There are 2 trains into consideration
Express train (\(T^E\))
Slow Train (\(T^S\))
Now Start by assuming the distance to be same as D.
Scenario 1.
\(T^E\) starts at 3 pm and ends journey of distance D at 6pm
Therefore effectively taking 3 hrs to cover a distance of D.
Speed (\(T^E\)) = D/3 kmph.
Scenario 2 :
\(T^S\) starts journey from opposite end at Boston and completes distance of D in 4.5 Hrs.
Hence, Speed of \(T^S\) = D/4.5 = 10/45 D = 2/9 D in Kmph
Now we are asked that when will they meet.
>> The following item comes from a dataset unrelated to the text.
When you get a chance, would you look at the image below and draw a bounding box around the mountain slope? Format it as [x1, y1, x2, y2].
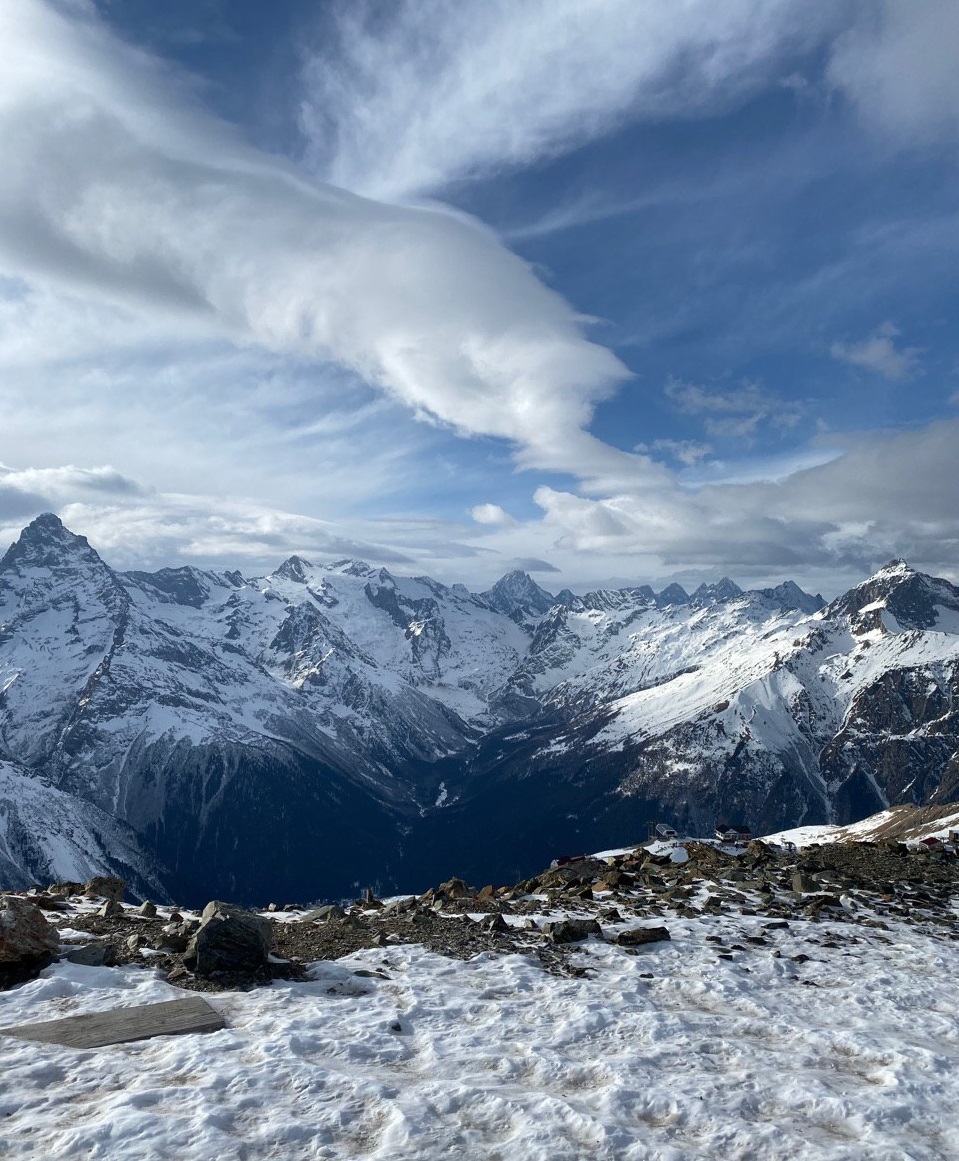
[1, 515, 957, 901]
First note that \(T^S\) is moving at a time earlier than \(T^E\).
the time difference is that \(T^S\) moves at 1.30 pm while \(T^E\) moves at 3.00 pm
making a effective time difference of 1.5 hrs between there movement. in this duration \(T^S\) travels S*T = 10/45*D * 1.5 Km = D/3 km
So D - D/3 = 2D/3 is left.
Now at 3.00 pm \(T^E\) also starts its movement in the opposite direction as to \(T^E\).
As the time bracket is same, we use relative speed = speed \(T^S\) + speed \(T^E\) = D/3 + 2D/9 = 5D/9 Kmph
We also know that the distance left is 2D/3 do Time in which they will meet = D/S = 2D/3/5D/9= 6/5 hrs = 1.20 hrs or 1hr + 0.2*60 mins = 1hr + 12 mins.
This time is from the original 3.00 pm.
So IMO they will meet at 3.00 pm + 1hr + 12 mins = 4.12 pm.
Hence B